Hiç ştahı olmasa da mutat olduğu üzre kahvaltı masasına oturdu.
Ağzına bir zeytin atmak istedi ama zeytin inat etti, çatala
gelmedi. O da peşine düşmedi. Çayını yudumladı.
Tuhaftı.
Saygıdeğer eşi “neyin var Kemal” dedi.
Fark edilmeyecek gibi değildi. Yüzü adeta yerlere düşmüştü.
Eşini duymadı.
“Yine Çarkçı diyecekler” diye içinden geçiriyordu. Baştan beri
takmıyor görünmeye gayret etse de çok içerliyordu.
İlkin Ankara Kalesi'ne çıkıp avazı çıktığı kadar bağırmak istedi.
Sonra burayı uygun görmedi; eylemimi İstanbul'da, “Kağıttepe”de
gerçekleştirsem daha etkili olur, düşüncesine kapıldı. “İyisi mi
Gürsel'e sorayım, İstanbul'u o benden iyi bilir” diye zihninden
geçirdi.
Başında filler tepiniyordu.
Kısa bir an unutunca panikledi. “Ulan ben nerde ne bağıracaktım”
dedi. Aklına gelince de kendisiyle gurur duydu. Hafızası
sağlamdı.
“Ben Çarkçı değilim” diye bağıracaktı.
Ne ki, çok geçmeden bundan da vazgeçti. Trampet çalmayı ve mümkünse
şehrin tüm camlarını kırabilecek kadar tiz bir çığlık atmayı aklına
düşürdü.
Yıllar önce arkadaşlarının zoruyla sinemada izlediği (hiçbir şey
anlamadığı halde ayıp olur endişesiyle de yarıda bırakıp çıkmadığı)
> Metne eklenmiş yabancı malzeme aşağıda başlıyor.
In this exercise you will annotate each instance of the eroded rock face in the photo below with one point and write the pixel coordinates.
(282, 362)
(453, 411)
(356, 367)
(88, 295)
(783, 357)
bir filmden aklında kalmıştı.
Nobel ödüllü romancı Günter Grass'ın aynı adlı başyapıtından Volker
Schlöndorff'un sinemaya uyarladığı Teneke Trampet (Die
Blechtrommel) filminin kahramanı Oskar Matzerath habire trampet
çalıyor, çıkardığı sesle de camları, bardakları kırıyordu.
Gelgelelim, Oskar'ın cüce kaldığını, hiç büyümediğini, dahası
büyümeye karşı çıktığını hatırlayınca, korktu. Kendi kendine
mırıldandı: “Ters bir mesaj verirsem, ayağım hepten çarşafa
dolanır.”
Trampet çalmaktan vazgeçti.
Saygıdeğer eşi, “Sana neyin var diyorum, Kemal” diye ünleyince, ilk
kez duymuşçasına donuk gözlerle baktı.